Tonewood is typically quarter-sawn wood—wood obtained from a cut perpendicular to the tree’s annual growth rings. It is cut along the vertical grain. The benefit of quarter-sawn wood is that it is less affected by changes in moisture.

Let’s take a look at how moisture content plays into this.

Why does moisture content matter for wooden instruments?

Wood is an ever-changing, hygroscopic material—meaning that it’s affected by the moisture and humidity around it. Like a sponge, it expands as it takes on the moisture from its environment and shrinks as it dries out. Significant moisture content (MC) changes in tonewood can affect the structure, sound, and quality of a musical instrument.

Finding the ideal MC—the “sweet spot”—is essential.
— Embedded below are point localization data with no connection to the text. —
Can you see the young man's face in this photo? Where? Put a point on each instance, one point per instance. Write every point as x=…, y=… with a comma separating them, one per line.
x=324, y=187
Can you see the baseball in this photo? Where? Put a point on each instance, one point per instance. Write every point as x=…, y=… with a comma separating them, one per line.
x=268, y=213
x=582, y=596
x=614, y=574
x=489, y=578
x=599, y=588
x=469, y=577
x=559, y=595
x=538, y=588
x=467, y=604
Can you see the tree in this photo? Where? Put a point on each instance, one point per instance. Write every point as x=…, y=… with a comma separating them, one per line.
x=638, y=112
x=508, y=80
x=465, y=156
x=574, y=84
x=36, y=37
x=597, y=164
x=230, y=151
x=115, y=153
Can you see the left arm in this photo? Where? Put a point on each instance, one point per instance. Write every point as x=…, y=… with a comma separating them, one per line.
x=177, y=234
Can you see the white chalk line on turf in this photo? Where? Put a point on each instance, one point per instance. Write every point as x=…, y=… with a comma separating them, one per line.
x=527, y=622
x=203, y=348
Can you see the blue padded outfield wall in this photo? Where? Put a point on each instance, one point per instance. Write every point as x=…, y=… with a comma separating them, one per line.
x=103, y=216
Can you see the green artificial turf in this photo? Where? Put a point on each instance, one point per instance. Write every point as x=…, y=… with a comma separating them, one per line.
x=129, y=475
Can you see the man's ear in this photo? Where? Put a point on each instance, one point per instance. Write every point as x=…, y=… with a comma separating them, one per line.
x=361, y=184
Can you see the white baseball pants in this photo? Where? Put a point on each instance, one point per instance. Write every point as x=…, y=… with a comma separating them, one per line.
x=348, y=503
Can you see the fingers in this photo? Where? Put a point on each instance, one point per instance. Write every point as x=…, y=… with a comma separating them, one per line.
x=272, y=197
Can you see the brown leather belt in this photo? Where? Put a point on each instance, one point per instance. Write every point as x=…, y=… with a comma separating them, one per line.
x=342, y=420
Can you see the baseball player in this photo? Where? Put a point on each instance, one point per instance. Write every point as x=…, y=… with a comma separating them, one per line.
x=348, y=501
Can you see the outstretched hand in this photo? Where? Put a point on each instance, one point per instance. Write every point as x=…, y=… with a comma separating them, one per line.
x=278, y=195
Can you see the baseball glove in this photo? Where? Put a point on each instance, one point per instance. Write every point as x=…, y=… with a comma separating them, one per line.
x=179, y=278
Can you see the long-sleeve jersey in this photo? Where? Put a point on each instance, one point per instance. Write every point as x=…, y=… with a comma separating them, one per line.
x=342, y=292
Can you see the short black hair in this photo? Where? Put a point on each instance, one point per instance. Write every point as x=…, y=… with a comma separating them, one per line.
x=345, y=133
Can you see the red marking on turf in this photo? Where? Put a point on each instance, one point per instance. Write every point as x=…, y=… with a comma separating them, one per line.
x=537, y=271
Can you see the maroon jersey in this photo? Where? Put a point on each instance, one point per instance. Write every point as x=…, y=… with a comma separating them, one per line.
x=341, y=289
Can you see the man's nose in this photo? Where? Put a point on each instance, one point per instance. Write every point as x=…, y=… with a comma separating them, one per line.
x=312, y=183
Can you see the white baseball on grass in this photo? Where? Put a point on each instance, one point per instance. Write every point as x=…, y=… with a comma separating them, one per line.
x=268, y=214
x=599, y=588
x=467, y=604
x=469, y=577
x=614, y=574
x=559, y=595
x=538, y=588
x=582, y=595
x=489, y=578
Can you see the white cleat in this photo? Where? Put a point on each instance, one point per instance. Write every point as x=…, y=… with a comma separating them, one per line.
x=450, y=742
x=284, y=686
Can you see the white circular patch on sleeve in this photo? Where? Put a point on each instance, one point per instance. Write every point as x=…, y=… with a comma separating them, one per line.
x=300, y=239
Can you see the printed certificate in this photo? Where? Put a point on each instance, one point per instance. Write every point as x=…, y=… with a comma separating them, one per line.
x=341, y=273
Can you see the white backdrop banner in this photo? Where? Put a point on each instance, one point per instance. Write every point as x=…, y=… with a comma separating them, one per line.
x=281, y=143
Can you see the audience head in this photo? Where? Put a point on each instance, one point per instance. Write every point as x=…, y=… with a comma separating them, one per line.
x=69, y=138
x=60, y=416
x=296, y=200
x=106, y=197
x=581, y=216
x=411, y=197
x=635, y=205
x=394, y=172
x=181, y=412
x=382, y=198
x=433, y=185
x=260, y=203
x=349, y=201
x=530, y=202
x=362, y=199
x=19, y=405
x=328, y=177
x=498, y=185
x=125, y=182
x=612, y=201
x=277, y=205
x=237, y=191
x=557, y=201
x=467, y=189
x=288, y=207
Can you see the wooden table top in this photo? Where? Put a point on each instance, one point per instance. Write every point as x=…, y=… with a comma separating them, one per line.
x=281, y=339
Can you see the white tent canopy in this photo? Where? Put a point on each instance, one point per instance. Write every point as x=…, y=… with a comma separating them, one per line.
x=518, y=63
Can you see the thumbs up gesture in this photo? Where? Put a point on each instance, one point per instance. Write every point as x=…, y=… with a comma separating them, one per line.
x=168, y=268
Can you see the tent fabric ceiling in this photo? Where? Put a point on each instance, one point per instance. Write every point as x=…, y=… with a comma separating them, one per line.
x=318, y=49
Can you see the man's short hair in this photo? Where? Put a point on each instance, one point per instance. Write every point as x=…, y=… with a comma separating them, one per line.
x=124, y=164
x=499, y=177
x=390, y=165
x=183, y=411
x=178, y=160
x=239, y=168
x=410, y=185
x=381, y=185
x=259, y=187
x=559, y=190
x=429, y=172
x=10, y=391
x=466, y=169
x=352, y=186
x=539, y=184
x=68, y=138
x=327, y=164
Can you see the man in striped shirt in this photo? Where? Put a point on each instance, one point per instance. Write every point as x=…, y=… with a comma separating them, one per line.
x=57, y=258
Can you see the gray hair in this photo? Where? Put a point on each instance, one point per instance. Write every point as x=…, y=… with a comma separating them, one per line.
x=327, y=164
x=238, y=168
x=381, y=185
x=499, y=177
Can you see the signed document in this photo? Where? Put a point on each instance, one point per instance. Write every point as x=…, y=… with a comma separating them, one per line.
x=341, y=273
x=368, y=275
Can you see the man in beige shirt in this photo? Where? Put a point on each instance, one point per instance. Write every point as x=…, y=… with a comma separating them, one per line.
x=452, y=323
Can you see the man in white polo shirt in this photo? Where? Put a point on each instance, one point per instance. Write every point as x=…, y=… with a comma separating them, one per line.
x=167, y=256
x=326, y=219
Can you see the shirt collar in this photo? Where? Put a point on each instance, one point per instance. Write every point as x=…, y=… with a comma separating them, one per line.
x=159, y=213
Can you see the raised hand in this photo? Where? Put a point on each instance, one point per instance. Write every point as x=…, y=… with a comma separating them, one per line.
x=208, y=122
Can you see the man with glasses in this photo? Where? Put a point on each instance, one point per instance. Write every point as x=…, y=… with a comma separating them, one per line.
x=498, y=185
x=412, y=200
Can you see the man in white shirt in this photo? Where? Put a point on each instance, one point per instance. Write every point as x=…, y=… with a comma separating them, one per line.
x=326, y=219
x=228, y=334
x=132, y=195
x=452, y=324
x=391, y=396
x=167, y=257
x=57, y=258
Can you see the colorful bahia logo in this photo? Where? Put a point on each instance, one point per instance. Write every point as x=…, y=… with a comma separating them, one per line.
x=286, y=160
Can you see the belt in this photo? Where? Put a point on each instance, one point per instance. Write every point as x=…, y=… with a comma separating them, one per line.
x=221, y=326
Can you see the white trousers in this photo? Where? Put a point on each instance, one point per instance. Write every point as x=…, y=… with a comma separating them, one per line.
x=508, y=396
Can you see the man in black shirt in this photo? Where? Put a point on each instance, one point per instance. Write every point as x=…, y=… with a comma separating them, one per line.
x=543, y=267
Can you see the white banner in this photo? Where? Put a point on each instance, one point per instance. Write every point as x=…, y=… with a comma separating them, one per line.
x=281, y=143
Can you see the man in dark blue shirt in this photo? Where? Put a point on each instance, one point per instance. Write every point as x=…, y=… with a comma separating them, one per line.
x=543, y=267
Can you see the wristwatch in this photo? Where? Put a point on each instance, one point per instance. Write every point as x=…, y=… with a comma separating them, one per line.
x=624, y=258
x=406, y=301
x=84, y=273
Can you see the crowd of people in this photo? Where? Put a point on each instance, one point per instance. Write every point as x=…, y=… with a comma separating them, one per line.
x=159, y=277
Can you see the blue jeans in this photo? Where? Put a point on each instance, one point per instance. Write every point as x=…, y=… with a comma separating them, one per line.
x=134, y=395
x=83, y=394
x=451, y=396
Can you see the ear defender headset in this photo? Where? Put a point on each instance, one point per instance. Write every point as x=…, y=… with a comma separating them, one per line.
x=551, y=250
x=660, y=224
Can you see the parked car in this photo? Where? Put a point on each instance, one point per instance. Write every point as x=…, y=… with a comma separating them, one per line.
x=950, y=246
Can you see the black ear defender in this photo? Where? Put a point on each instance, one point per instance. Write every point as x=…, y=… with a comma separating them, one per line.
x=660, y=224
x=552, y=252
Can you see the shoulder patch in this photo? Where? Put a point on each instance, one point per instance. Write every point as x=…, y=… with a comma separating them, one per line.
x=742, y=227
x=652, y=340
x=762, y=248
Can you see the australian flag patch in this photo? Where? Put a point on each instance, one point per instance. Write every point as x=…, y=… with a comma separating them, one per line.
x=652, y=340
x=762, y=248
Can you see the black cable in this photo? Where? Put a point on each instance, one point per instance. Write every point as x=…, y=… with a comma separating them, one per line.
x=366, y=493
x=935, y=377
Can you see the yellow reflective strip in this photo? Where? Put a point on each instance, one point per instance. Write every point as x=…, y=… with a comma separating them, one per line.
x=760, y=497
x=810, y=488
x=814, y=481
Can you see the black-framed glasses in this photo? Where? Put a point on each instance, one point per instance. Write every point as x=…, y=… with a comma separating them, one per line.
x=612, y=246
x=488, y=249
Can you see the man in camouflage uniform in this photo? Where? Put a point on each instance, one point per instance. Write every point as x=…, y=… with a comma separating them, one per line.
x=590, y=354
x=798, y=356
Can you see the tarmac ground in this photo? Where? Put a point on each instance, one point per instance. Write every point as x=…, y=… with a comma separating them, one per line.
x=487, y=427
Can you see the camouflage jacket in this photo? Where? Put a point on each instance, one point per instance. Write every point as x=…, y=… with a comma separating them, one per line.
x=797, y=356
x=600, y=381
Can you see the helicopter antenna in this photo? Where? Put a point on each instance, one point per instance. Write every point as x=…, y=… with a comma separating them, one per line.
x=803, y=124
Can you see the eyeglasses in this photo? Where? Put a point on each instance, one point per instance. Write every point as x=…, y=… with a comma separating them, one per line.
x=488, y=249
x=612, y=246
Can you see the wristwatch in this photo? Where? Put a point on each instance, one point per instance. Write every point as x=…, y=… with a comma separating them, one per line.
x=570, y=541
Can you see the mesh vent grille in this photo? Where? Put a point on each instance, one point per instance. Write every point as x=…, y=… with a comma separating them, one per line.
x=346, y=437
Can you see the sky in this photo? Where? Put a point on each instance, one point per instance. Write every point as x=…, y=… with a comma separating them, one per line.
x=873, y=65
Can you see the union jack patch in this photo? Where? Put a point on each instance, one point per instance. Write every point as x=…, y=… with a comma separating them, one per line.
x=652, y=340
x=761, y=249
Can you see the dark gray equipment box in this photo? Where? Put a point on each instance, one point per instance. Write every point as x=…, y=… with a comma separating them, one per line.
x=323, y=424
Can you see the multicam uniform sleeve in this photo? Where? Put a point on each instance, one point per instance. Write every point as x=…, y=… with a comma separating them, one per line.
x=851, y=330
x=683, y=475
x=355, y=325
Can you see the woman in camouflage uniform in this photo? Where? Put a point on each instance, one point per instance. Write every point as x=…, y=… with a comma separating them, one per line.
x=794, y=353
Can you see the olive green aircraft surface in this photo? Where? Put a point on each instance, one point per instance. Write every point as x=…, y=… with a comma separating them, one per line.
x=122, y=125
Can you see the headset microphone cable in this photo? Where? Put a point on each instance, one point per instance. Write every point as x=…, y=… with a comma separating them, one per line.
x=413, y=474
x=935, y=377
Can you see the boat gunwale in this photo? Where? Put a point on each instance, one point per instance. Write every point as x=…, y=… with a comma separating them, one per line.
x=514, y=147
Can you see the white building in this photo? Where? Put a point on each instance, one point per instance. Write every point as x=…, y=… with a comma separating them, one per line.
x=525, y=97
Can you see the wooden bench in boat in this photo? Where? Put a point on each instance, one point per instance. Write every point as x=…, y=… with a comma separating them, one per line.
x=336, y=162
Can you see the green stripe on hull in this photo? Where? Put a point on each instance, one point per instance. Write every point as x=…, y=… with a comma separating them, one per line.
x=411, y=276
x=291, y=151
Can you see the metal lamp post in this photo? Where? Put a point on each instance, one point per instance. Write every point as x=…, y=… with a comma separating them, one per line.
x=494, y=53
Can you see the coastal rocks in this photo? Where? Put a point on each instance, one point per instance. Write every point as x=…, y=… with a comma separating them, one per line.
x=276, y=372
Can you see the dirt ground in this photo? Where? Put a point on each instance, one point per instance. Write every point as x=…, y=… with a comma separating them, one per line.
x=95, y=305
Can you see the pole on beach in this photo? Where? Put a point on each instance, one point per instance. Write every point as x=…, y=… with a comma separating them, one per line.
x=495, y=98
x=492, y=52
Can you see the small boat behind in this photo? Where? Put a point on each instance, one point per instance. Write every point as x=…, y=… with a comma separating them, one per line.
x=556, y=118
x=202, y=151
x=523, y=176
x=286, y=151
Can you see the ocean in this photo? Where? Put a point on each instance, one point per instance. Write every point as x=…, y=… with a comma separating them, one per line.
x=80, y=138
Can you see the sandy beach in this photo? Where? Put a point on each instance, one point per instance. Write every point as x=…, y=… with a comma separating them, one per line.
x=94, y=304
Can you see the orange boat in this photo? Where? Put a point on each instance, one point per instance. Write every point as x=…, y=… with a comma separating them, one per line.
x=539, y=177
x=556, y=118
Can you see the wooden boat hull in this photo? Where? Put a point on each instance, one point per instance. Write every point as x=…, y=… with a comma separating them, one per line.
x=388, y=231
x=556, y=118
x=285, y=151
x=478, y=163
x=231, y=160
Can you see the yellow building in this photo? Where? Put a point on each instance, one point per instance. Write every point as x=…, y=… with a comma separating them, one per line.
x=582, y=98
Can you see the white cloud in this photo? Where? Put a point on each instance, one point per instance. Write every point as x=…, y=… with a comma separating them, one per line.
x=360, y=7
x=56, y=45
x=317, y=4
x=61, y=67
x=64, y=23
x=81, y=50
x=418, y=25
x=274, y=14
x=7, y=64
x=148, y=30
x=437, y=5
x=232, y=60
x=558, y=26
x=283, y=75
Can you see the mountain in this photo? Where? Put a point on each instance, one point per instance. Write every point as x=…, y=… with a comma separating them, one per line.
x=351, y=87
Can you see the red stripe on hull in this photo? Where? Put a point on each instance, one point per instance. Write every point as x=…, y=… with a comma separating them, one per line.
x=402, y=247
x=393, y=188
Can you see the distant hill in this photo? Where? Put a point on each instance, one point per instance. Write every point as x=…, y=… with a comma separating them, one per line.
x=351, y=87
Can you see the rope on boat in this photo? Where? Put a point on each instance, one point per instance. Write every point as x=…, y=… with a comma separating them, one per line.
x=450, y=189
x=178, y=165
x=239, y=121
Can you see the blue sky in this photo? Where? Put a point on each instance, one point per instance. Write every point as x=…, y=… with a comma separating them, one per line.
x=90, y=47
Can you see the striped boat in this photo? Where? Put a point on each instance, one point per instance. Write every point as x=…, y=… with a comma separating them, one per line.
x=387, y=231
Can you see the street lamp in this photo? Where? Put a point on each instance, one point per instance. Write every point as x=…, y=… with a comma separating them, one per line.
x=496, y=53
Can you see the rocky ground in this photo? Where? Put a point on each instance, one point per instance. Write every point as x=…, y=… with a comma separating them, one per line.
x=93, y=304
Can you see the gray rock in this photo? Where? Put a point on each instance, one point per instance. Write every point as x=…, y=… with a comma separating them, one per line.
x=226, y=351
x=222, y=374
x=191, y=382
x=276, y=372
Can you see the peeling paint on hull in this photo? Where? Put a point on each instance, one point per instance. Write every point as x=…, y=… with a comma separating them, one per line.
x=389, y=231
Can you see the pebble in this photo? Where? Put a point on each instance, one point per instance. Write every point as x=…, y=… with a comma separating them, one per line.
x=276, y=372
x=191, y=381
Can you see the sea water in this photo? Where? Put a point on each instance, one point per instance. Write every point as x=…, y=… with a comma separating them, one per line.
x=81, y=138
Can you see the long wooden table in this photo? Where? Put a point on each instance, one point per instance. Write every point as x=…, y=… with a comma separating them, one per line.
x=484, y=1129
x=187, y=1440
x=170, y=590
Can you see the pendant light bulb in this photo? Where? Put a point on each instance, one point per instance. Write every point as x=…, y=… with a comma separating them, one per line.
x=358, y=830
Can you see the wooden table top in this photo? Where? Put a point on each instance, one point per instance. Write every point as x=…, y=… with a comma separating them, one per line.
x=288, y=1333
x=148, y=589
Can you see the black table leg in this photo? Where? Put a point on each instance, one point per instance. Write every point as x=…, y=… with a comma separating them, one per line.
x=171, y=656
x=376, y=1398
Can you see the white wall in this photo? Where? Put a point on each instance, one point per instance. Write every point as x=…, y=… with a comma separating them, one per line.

This number will be a happy medium—not too moist and not too dry.

If the wood is too wet, the instrument will shrink as it continues to dry, leading to the following problems:

  • Shrinking fingerboards
  • Cracking

And how about an instrument with wood that’s too dry? That can be an issue too! It will expand when exposed to moisture, causing:

  • Glue coming apart
  • Damaged finish
  • Dull sound

The guitar may end up with a bulging fretboard that changes its action (the distance between the strings and frets). This action, in turn, affects the playability of the guitar.

By now, you should be convinced that you can’t ignore MC. So how do we determine the ideal number and avoid these problems?

What is the ideal moisture content for tonewood?

Guitars and ukuleles hanging in a musical instrument shopThe ideal MC for tonewood will depend on how dry or humid your region is. The key is to determine the equilibrium moisture content (EMC) of the final destination of your instrument. The indoor environment of the instrument will play into this too.

But first of all, what is EMC? In short, it’s the MC that wood will eventually reach when its environment remains at a specific temperature and relative humidity.

The ideal MC for a piece of tonewood will be close to this number. In indoor environments, it will usually fall between 6 and 9%.

“I like to see my wood in the 6–8% range. I feel this is perfect for joinery and all aspects of guitar making,” says custom guitar builder Scott MacDonald, who keeps his shop at a relative humidity of 45–50% at all times.1

You may wonder, how can I get my wood to that MC level?

How to achieve the ideal moisture content for tonewood

Getting your wood to the ideal MC starts with knowing where you’re at and where you need to go. Once you’ve figured out how much the wood needs to dry, you’ll have to decide whether to acclimate or kiln-dry it.

But first, use a moisture meter to figure out the current moisture level of your wood. A pinless moisture meter, like those sold by Bessemeter, will be your best option. Instead of using electrical probes that could damage the surface of the wood, pinless meters have an electromagnetic sensor that rests on the flat surface of the wood. You’ll get results in seconds.

Before purchasing a meter, you should also consider the thickness of the wood you work with and the depth at which the pinless meter takes moisture measurements. For most musical instruments, using either a shallow depth or dual depth moisture meter will be appropriate.

Then comes the drying process. Luthiers and instrument makers vary in their opinions on drying wood, but we’ll look at your two options: air drying (acclimation) and kiln drying.

Air drying (acclimation)

One way to dry wood to its ideal MC is to allow it to dry naturally. This process is called acclimation.

Stack the wood in a controlled and dry environment out of direct sunlight, placing spacers (stickers) between the boards to allow the air to circulate. You may want to use fans or dehumidifiers to help with this process. Then, periodically check the wood with a moisture meter.

But warning:

This process can be a long one—sometimes a year or two—though this can depend on the density of the wood. Denser wood will take longer to dry than less dense wood.

If you have the time for this process, great!

Here’s a pro tip:

Luthiers who use this method recommend using a sealer on the ends of the boards. The reason is that wood loses moisture more quickly from its end grains than from its center. If the ends dry more rapidly than the rest of the wood, the board may crack.

For those in a time crunch or those who can’t seem to get their wood down to that ideal 6–8%, kiln drying is another option.

Kiln drying

The kiln method of drying involves placing the wood in a special oven (or kiln). This kiln remains at a stable temperature and can dry the wood in a shorter amount of time than natural drying. The process takes around two to four weeks, depending on the type of wood.

Throughout the process, check the MC of the wood, being careful not to overdry it. Overdrying the wood can make it stiff and hard to work with.

Getting your wood to its ideal MC is key to succeeding in the construction of a musical instrument. But we’ll look at some other ways that you can prevent moisture damage during that process.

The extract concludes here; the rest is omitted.